Connecting on social media
The use of digital channels has long been important to companies, for promotions and presence, but more recently many foodservice companies have implemented a social media strategy for recruitment. Many point to Starbucks as an example of a foodservice employer with a smart approach to social media recruitment.
This is a way to connect with a younger generation that gets its information from the digital world and are more likely to see news about job opportunities through their Instagram or Twitter feed than any other way.
The Starbucks Instagram channel Starbucksjobs shares information about life as an employee – or partner – of the company, detailing benefits and opportunities, including access to education and pay equity.

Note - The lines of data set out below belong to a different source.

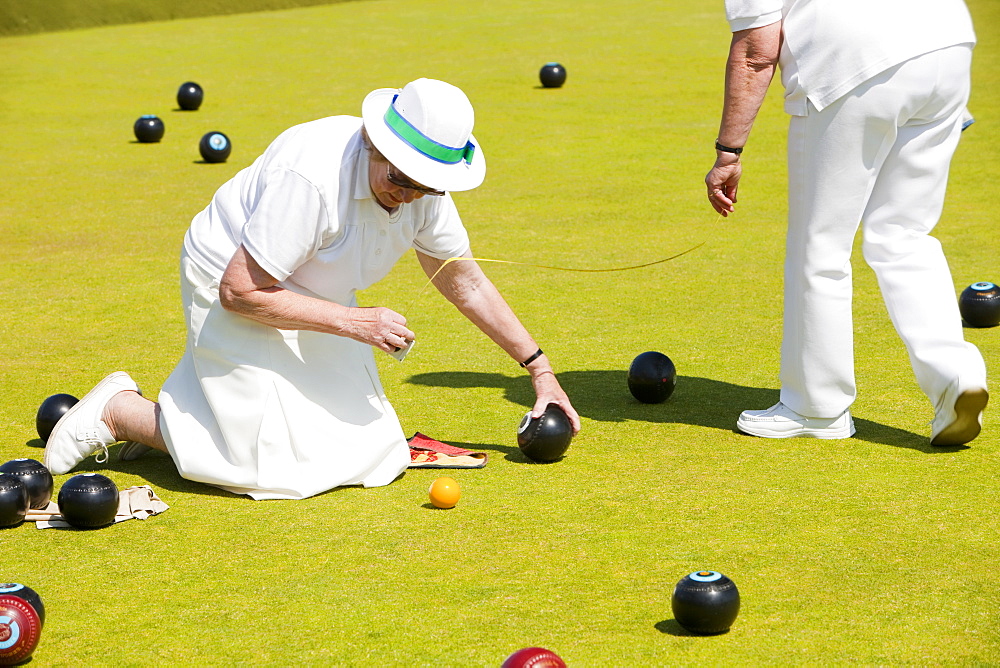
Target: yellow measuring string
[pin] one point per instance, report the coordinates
(543, 266)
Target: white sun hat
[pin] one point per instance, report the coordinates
(425, 130)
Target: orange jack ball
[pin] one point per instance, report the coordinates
(445, 492)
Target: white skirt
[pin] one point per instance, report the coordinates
(274, 414)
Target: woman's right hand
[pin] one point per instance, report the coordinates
(377, 326)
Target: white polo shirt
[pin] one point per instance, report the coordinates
(306, 213)
(831, 46)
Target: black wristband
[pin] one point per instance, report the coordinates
(538, 353)
(727, 149)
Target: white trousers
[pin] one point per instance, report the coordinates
(879, 156)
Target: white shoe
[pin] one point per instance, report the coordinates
(780, 421)
(959, 417)
(81, 432)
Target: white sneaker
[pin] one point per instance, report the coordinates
(81, 432)
(959, 419)
(780, 421)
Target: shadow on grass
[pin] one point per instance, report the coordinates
(604, 396)
(672, 628)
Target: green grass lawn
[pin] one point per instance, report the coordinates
(871, 550)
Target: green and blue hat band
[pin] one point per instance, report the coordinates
(424, 144)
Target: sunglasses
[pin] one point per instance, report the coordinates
(403, 182)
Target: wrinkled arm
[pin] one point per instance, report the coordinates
(753, 57)
(464, 284)
(250, 291)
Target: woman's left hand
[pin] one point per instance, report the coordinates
(549, 391)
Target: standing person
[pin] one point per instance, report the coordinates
(876, 91)
(277, 394)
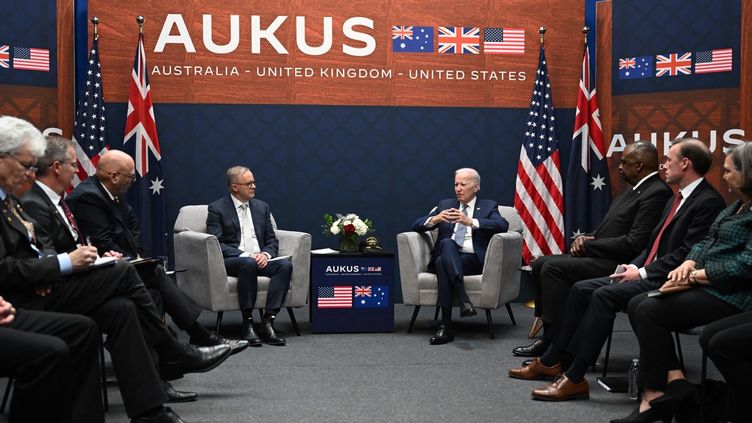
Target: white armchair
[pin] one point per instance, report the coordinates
(201, 271)
(496, 286)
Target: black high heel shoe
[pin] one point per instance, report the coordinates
(649, 415)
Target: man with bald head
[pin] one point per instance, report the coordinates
(592, 304)
(621, 235)
(103, 215)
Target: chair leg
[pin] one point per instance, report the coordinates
(8, 387)
(490, 325)
(608, 352)
(219, 320)
(294, 322)
(511, 314)
(412, 320)
(103, 376)
(678, 350)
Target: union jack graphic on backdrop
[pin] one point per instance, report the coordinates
(673, 64)
(36, 59)
(504, 41)
(362, 291)
(89, 128)
(588, 188)
(628, 63)
(459, 40)
(402, 32)
(538, 190)
(714, 61)
(145, 196)
(4, 57)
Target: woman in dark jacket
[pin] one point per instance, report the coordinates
(713, 283)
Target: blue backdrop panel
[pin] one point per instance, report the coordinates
(646, 29)
(388, 164)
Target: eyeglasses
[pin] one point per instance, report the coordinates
(27, 168)
(131, 177)
(247, 185)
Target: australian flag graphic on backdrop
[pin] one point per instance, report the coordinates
(20, 33)
(371, 296)
(641, 34)
(412, 39)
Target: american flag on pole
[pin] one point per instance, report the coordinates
(588, 189)
(146, 196)
(335, 297)
(538, 194)
(89, 128)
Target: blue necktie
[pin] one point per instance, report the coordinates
(459, 236)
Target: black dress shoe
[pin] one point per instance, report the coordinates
(247, 334)
(267, 332)
(174, 395)
(166, 416)
(236, 345)
(444, 335)
(536, 349)
(196, 360)
(467, 309)
(649, 415)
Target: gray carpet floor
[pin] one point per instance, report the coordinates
(394, 377)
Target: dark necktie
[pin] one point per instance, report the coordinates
(671, 213)
(72, 221)
(459, 236)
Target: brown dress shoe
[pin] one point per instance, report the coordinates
(562, 389)
(536, 371)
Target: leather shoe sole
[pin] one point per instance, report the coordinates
(536, 371)
(562, 389)
(536, 349)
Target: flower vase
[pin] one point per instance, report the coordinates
(348, 244)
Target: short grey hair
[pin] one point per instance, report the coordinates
(474, 175)
(56, 151)
(16, 133)
(234, 173)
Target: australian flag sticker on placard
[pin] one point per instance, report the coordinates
(371, 296)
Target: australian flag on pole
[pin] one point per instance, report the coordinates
(146, 196)
(89, 130)
(587, 189)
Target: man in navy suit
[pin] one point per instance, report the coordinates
(243, 226)
(466, 225)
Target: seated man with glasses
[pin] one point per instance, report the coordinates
(243, 226)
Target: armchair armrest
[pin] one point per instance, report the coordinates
(414, 253)
(298, 245)
(501, 270)
(200, 269)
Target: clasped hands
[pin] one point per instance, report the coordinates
(451, 216)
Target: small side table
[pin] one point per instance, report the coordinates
(352, 292)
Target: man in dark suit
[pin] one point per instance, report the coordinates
(622, 234)
(466, 225)
(53, 359)
(592, 304)
(110, 222)
(113, 296)
(243, 226)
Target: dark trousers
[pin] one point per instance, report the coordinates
(117, 300)
(590, 312)
(174, 301)
(247, 272)
(451, 266)
(654, 319)
(552, 276)
(728, 342)
(53, 358)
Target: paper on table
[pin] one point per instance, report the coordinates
(324, 251)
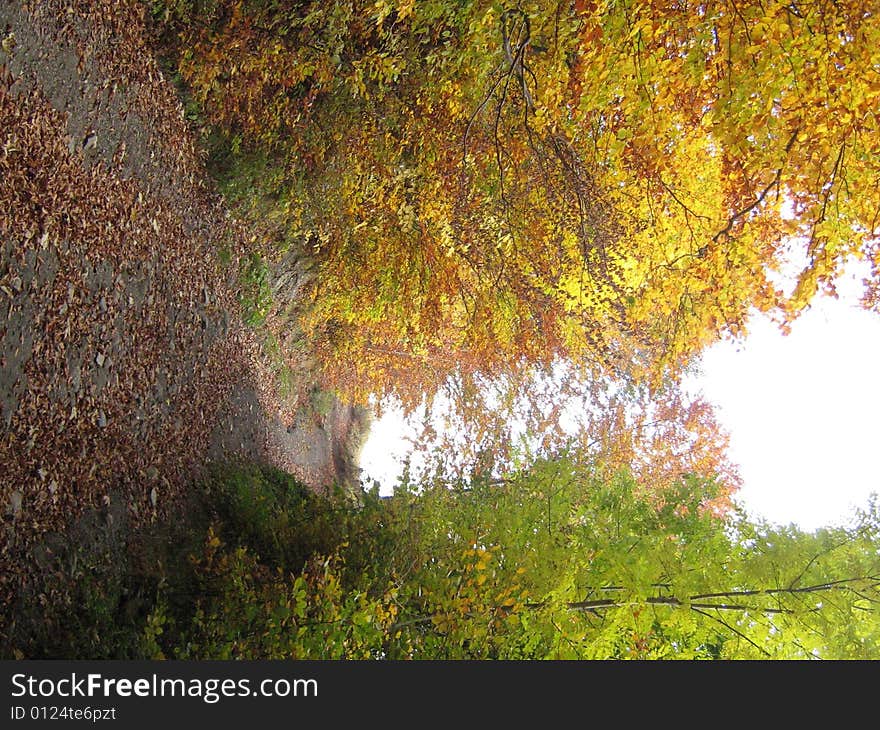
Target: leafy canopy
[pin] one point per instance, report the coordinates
(488, 186)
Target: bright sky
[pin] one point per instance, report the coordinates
(802, 411)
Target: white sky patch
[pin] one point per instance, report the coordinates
(802, 411)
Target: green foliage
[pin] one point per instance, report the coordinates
(256, 295)
(555, 561)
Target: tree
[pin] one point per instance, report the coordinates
(554, 561)
(489, 186)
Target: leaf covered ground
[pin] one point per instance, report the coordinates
(124, 362)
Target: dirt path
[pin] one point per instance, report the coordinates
(123, 362)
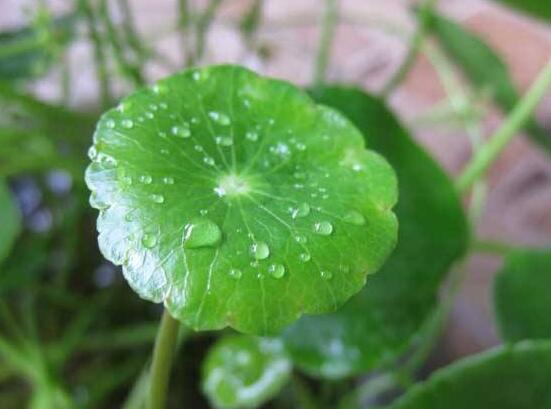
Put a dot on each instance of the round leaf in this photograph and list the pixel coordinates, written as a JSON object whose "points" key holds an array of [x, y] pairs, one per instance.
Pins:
{"points": [[506, 378], [236, 200], [521, 295], [378, 324], [244, 372]]}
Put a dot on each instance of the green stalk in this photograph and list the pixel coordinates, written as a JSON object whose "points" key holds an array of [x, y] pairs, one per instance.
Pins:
{"points": [[328, 22], [489, 152], [416, 42], [162, 361]]}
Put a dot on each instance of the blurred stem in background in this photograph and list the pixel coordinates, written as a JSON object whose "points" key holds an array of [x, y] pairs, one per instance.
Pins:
{"points": [[327, 34]]}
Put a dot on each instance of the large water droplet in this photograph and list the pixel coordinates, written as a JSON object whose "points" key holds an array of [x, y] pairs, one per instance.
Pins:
{"points": [[181, 131], [220, 118], [201, 233], [260, 250], [127, 123], [235, 273], [354, 217], [149, 240], [224, 140], [323, 228], [301, 210], [158, 198], [277, 270]]}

Notably it is focused on people not coffee, showing images of staff at work emphasizing the message that working for the coffee giant is fun, enjoyable and rewarding.
At the heart of the challenge to attract more staff is to make sure the offer is attractive and compelling, according to Bender. “Many will remember that over 25 years ago many brands decided strategically to adapt to changes in the marketplace and workforce by becoming the ‘employer of choice.’ This should be a continuing focus for all restaurants and brands today,” he says. “The 2+ year pandemic, a hyper-competitive market as well as digital communications make this essential to connect and communicate with team members at every level in an organization.”
In a sector that is known for low pay, some companies have decided that the best way to set themselves apart as an employer of choice is to pay more – and shout about it. Some restaurant groups have implemented a strategy of aggressive transparency. The Aqui Cal Mex restaurant group lists all salaries for all levels of staff on its website and have also posted signs in the store entrances publicising remuneration rates.
Across the board, from full-service to quick-service, foodservice companies know that attracting staff is key to surviving – and thriving. They are all looking for ways to create a more appealing proposition and finding the ways to share the message.
“It must change, there’s no question about this. We need to create a work environment and brand attitude that attracts team members and creates the work experience that will have them return daily,” says Bender.
He believes it will take an overarching strategic effort during the next decade that involves the entire foodservice industry including owners, operators, educators, manufacturers, suppliers, marketers, industry organizations to correct the situation. “Then we need to shout the message from the roof tops as well as the Metaverse – foodservice can be a lifelong career and you can have a job for life,” he concludes.